Service Based Architecture

When there are clusters of modules with clear domain separation it depict characteristics of this architecture where the system is composed of domain services by consuming a central monolith data store. Those domain services can be accessed via single or multiple API / UI components by it’s consuming clients.

And this architecture is able to evolve further to separate modules in to independent microservices, if independent scalability and elasticity is expected on specific business functions. And it will compose a hybrid architecture by combining best features of microservices and service-based architecture by making it more pragmatic. Further this architecture could be logically separated in to individual units which will be more manageable and it will be a low risk approach when migrating to microservices architecture.

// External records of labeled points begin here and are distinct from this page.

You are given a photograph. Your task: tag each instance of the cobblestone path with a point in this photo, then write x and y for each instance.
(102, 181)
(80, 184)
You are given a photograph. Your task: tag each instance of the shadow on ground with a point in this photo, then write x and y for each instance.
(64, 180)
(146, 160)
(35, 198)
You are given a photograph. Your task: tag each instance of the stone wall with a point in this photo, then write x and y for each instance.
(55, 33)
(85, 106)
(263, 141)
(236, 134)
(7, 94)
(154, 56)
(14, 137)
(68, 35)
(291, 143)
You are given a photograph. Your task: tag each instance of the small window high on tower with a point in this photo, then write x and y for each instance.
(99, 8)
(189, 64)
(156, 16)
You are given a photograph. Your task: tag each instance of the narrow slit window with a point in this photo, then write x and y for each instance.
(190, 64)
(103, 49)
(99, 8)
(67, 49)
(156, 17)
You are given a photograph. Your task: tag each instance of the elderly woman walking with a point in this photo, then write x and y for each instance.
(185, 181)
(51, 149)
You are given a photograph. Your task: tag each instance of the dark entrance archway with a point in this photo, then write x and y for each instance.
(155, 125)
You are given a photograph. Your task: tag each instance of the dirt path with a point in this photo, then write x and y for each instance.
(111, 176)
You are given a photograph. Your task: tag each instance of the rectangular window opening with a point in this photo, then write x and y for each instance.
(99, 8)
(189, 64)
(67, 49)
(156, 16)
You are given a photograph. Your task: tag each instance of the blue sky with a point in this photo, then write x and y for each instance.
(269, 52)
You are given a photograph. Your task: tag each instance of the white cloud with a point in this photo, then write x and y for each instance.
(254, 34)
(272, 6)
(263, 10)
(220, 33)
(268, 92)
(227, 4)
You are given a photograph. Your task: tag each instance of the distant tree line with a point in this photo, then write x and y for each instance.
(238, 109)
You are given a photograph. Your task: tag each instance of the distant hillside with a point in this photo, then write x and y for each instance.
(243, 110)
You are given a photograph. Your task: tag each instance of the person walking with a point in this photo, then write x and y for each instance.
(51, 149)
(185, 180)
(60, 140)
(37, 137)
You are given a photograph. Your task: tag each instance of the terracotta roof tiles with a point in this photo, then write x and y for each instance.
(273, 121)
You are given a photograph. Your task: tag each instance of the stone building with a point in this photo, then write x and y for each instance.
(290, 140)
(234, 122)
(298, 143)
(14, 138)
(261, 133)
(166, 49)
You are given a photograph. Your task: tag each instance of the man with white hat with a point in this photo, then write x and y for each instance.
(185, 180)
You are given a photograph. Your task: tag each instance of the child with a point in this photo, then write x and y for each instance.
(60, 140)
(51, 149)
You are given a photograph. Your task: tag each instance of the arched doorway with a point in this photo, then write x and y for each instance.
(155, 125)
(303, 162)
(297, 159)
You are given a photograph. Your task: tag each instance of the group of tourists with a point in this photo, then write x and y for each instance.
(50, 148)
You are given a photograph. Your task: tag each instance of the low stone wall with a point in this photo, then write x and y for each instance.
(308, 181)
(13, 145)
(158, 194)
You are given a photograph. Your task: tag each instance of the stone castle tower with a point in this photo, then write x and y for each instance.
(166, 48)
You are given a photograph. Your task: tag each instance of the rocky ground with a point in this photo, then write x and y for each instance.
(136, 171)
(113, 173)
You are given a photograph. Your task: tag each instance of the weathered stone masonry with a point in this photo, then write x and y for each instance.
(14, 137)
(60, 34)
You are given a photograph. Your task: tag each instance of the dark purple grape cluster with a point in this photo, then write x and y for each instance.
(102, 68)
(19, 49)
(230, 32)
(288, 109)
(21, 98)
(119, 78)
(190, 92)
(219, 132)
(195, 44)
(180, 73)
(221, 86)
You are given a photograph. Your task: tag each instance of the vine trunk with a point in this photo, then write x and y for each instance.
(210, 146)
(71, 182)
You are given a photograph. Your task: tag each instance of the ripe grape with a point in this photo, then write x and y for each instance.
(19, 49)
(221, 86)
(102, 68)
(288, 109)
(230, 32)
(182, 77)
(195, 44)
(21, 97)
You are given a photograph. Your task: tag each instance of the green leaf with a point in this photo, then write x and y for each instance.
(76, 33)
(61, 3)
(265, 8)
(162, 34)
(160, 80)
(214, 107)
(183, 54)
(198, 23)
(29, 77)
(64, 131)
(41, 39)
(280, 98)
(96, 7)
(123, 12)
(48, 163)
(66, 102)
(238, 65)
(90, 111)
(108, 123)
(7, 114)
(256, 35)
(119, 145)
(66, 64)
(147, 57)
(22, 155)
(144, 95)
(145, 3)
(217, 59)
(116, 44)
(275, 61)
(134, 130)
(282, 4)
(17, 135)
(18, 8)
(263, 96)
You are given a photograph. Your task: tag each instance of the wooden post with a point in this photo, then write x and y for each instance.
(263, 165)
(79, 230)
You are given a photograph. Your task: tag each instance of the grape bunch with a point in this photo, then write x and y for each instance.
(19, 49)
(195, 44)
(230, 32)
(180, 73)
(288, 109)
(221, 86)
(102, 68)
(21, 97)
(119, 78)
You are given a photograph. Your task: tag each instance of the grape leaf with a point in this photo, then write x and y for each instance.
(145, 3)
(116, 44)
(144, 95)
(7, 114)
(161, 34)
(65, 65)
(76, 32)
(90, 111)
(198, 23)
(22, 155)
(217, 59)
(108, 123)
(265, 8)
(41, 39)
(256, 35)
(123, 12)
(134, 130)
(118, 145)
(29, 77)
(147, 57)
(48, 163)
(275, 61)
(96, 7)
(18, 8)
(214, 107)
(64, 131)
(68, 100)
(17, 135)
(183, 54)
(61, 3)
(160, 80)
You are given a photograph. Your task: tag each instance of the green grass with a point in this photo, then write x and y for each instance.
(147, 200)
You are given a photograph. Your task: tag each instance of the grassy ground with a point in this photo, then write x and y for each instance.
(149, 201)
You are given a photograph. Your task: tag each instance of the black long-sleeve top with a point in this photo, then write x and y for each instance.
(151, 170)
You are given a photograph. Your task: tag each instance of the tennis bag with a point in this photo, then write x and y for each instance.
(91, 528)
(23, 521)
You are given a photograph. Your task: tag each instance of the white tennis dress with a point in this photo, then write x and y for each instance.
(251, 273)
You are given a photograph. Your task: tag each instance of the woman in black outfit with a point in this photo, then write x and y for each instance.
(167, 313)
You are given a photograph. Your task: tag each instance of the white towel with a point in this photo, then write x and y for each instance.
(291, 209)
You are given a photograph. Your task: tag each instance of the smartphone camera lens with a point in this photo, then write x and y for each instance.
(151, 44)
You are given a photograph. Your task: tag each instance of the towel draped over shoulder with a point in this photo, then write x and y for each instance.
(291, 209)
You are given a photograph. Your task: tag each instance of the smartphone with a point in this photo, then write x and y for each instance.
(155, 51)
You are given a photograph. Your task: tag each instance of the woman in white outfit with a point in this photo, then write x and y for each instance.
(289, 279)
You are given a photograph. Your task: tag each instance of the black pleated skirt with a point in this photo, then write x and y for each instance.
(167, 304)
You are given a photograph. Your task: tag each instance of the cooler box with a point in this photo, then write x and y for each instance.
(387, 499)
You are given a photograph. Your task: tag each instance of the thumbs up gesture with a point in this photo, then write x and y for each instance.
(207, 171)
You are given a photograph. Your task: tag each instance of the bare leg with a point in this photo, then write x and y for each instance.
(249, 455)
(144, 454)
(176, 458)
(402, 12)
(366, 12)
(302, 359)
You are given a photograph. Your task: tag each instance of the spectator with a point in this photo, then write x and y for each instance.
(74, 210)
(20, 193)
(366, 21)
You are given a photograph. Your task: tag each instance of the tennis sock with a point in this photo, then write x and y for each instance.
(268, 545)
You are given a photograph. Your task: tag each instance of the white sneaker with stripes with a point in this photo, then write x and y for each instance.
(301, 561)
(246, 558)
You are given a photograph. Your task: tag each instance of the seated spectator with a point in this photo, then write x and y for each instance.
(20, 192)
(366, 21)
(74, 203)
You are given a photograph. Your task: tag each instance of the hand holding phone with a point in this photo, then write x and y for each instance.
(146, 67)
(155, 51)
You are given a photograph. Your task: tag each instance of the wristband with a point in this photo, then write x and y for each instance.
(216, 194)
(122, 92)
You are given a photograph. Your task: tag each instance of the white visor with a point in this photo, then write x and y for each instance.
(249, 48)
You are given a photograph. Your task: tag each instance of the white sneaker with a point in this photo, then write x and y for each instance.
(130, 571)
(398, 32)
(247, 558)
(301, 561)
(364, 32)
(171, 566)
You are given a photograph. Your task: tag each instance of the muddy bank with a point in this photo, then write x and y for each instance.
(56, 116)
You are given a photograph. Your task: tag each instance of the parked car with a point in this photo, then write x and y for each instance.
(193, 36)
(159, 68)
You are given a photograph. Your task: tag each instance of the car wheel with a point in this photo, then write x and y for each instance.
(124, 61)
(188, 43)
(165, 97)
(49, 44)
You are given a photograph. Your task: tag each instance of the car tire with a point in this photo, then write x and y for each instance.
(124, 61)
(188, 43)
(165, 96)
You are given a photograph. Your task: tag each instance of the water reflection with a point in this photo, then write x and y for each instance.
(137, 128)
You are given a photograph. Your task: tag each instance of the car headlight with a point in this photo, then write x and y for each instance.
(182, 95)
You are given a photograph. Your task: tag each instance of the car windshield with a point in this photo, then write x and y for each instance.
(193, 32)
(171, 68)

This architecture can be identified in systems when the data is preserved as large monolith and centralized where it is consumed by coarse-grained services. And the course grained services are independently deployed with all of its modules.

And it is important to maintain limited number of domain services to avoid excessive inter-communication of services in order to maintain less complicated system by preserving high performance. Although the domain services are capable of scaling independently regardless of which module requires scalability, the whole domain will scaled consuming unnecessary computing resources.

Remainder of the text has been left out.